В руках служителя окровавленные фассийские бабуши, которые я зарыл во дворе. Он так и брызжет ликованием. Потом, словно актер в театре, он снова разворачивает ткань с кровавым отпечатком и ставит правую туфлю на пятно. Разумеется, они безупречно совпадают.
— И что ты об этом скажешь?
Спокойно, Нус-Нус. Спокойно. Я достаточно осторожен, чтобы промолчать, вместо того чтобы говорить что-то, что упрочит мою вину.
— Сними бабуши, — приказывает он мне, и, когда я разуваюсь, указывает на испорченные туфли. — Надень.
Кровь засохла и запеклась. Туфли и так тесные, я молюсь, чтобы они стали еще теснее, но они предательски налезают, они мне как раз.
Ободрившись, служитель приносит отброшенный башмак и разыгрывает целое представление, ставя его передо мной на землю.
— Теперь сунь ногу в башмак.
Я делаю, что он велит. Разумеется, сидит как влитой. Мне конец.
— Дворцовый слуга Нус-Нус, — произносит он с торжеством, потом, помедлив, спрашивает: — У тебя есть иное имя?
Я качаю головой — такому, как он, я своего имени не назову.
— Дворцовый слуга Нус-Нус, беру этих стражей в свидетели, мы арестуем тебя по подозрению в убийстве травника, сиди Хамида Кабура.
— Не меня надо арестовать: у сиди Кабура кто-то был, когда я пришел, беспокойный молодой человек. Худое лицо, южный выговор. Он остался в лавке, когда я вышел, когда травник был еще жив. Вот кто, должно быть, убил его, не я!
Младший служитель ухмыляется:
— Так защищает себя отчаявшийся! Человек, о котором ты говоришь, — благородная особа безупречного поведения, он хорошо известен кади.
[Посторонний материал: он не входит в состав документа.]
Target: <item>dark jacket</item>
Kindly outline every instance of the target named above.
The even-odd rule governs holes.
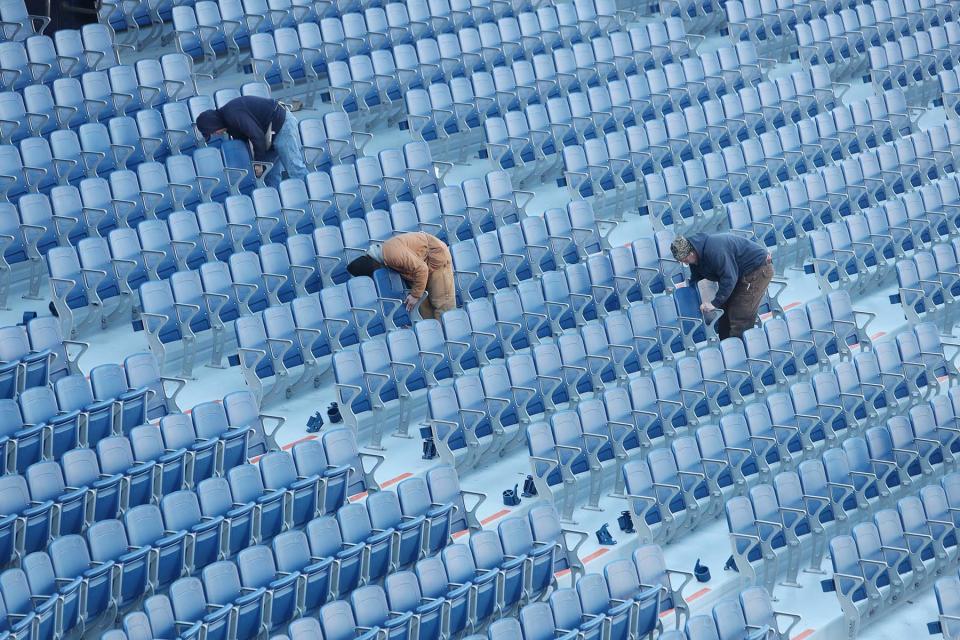
[[[737,280],[767,262],[767,250],[735,233],[697,233],[690,236],[697,264],[690,265],[690,284],[713,280],[719,287],[713,306],[722,306],[733,293]]]
[[[210,112],[201,116],[206,113]],[[277,135],[287,117],[286,109],[279,102],[256,96],[234,98],[214,113],[216,118],[197,118],[200,133],[209,137],[217,129],[205,129],[220,125],[217,128],[226,128],[231,138],[249,143],[253,148],[253,159],[260,162],[267,160],[267,129],[272,123],[273,135]]]

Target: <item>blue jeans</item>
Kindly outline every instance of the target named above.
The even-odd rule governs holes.
[[[288,178],[300,178],[307,175],[307,165],[303,161],[303,147],[300,145],[300,131],[297,119],[287,112],[280,131],[273,136],[273,146],[267,152],[267,160],[273,163],[270,172],[264,177],[268,187],[280,187],[281,174],[287,170]]]

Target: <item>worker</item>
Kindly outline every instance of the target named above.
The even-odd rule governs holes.
[[[282,102],[257,96],[234,98],[219,109],[197,116],[197,129],[205,140],[226,134],[246,142],[254,175],[261,178],[266,171],[264,182],[269,187],[280,186],[283,170],[290,178],[307,175],[297,119]]]
[[[402,233],[386,242],[373,242],[366,255],[353,260],[347,270],[352,275],[372,275],[387,267],[400,274],[410,287],[403,303],[407,311],[420,303],[420,317],[436,318],[457,306],[453,284],[453,261],[450,249],[429,233]]]
[[[703,302],[700,311],[723,309],[717,335],[723,340],[741,337],[756,325],[757,310],[773,279],[773,258],[766,248],[733,233],[697,233],[677,236],[670,251],[678,262],[690,267],[690,285],[700,280],[717,283],[717,293]]]

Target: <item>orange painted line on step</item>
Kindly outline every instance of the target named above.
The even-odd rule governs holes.
[[[696,600],[700,596],[705,596],[708,593],[710,593],[710,587],[704,587],[703,589],[700,589],[700,591],[695,592],[692,596],[687,598],[687,602],[690,602],[691,600]]]

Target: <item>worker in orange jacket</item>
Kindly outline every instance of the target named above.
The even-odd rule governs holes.
[[[420,304],[420,316],[436,318],[457,306],[453,283],[453,260],[450,249],[429,233],[402,233],[386,242],[374,242],[365,256],[347,267],[352,275],[371,275],[381,267],[393,269],[410,287],[404,299],[407,311],[413,308],[426,292]]]

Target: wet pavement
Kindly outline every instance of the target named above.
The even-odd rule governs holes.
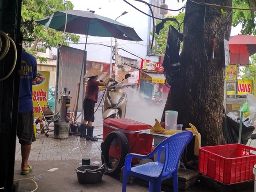
[[[160,109],[160,110],[162,110]],[[98,113],[96,114],[98,120],[94,124],[95,126],[94,136],[102,138],[103,128],[102,119],[101,119],[102,118],[101,109],[97,112]],[[132,115],[137,115],[136,113],[139,112],[136,110],[133,113],[130,111],[127,113],[126,117],[132,119]],[[146,117],[147,115],[149,117],[147,114],[144,114]],[[159,113],[158,115],[160,117],[161,116]],[[157,118],[158,119],[159,118],[159,117]],[[139,121],[139,119],[135,120]],[[151,118],[145,118],[141,122],[151,124],[152,123],[149,121],[152,122]],[[154,121],[153,119],[153,122]],[[39,128],[38,126],[37,128]],[[114,177],[103,174],[102,181],[94,184],[82,185],[78,181],[74,169],[82,165],[83,158],[90,158],[91,165],[102,165],[100,147],[102,141],[101,139],[99,139],[98,142],[87,141],[75,135],[69,135],[66,139],[55,139],[53,132],[53,123],[50,124],[50,130],[48,137],[44,134],[38,134],[37,141],[32,145],[29,163],[32,166],[33,169],[27,175],[20,174],[21,157],[20,145],[17,141],[14,179],[16,180],[26,178],[19,181],[19,192],[32,191],[36,188],[36,183],[30,179],[31,178],[35,181],[38,185],[36,190],[38,192],[121,191],[122,184],[120,181],[120,174]],[[256,146],[256,140],[252,141],[251,146]],[[149,191],[148,187],[146,182],[135,179],[132,183],[128,185],[127,191],[146,192]],[[192,192],[213,191],[209,188],[197,184],[186,190],[180,190],[179,191]],[[172,187],[169,186],[162,186],[162,190],[173,191]],[[252,192],[254,191],[253,187],[249,190],[237,191]]]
Он сам пришел, услышав о смерти сиди Кабура, и был весьма полезен в нашем расследовании.
— Он сказал, что это ты остался с травником, — говорит старший служитель, и я слышу по его голосу, что он больше не верит ни единому моему слову.
Мне вяжут руки — и уводят.
— Зовут меня Элис Суонн, лет мне двадцать девять.
— Нет, детей у меня нет — я не была замужем.
— Да, я девственница.
Я отвечаю на эти вопросы с гордо поднятой головой. Я не стыжусь того, кто я. Поэтому я смотрю иноземному морскому разбойнику в лицо со всей отвагой, что мне дана, и говорю внятно. Будь обстоятельства иными, кое-кто здесь, возможно, начал бы хихикать, но коль скоро все мы боимся за свои жизни, есть вещи поважнее того, что я засиделась в девках, и моей застарелой девственности.
Писец моего захватчика заносит все эти подробности в список, идущий справа налево. Кожа у него смуглая, голова обернута тканью — я предполагаю, что нас взяли на абордаж турки. Я слышу, как за спиной у меня всхлипывают и глотают слезы Анук и Марика, мои невозмутимые служанки, сестры, нанятые, чтобы сопровождать меня из Схевенингена в Англию, — и на мгновение исполняюсь жалости. Они почти еще дети, пусть угрюмые и неотзывчивые, они не заслуживают ранней смерти. Бедняжки, они только начинают жить, они полны мечтаний, как я в их годы — о молодых людях, замужестве, детях и смехе. Большую часть пути они хихикали и строили глазки команде; а теперь те красивые парни или лежат мертвыми на палубе нашего корабля, или томятся в цепях на этом.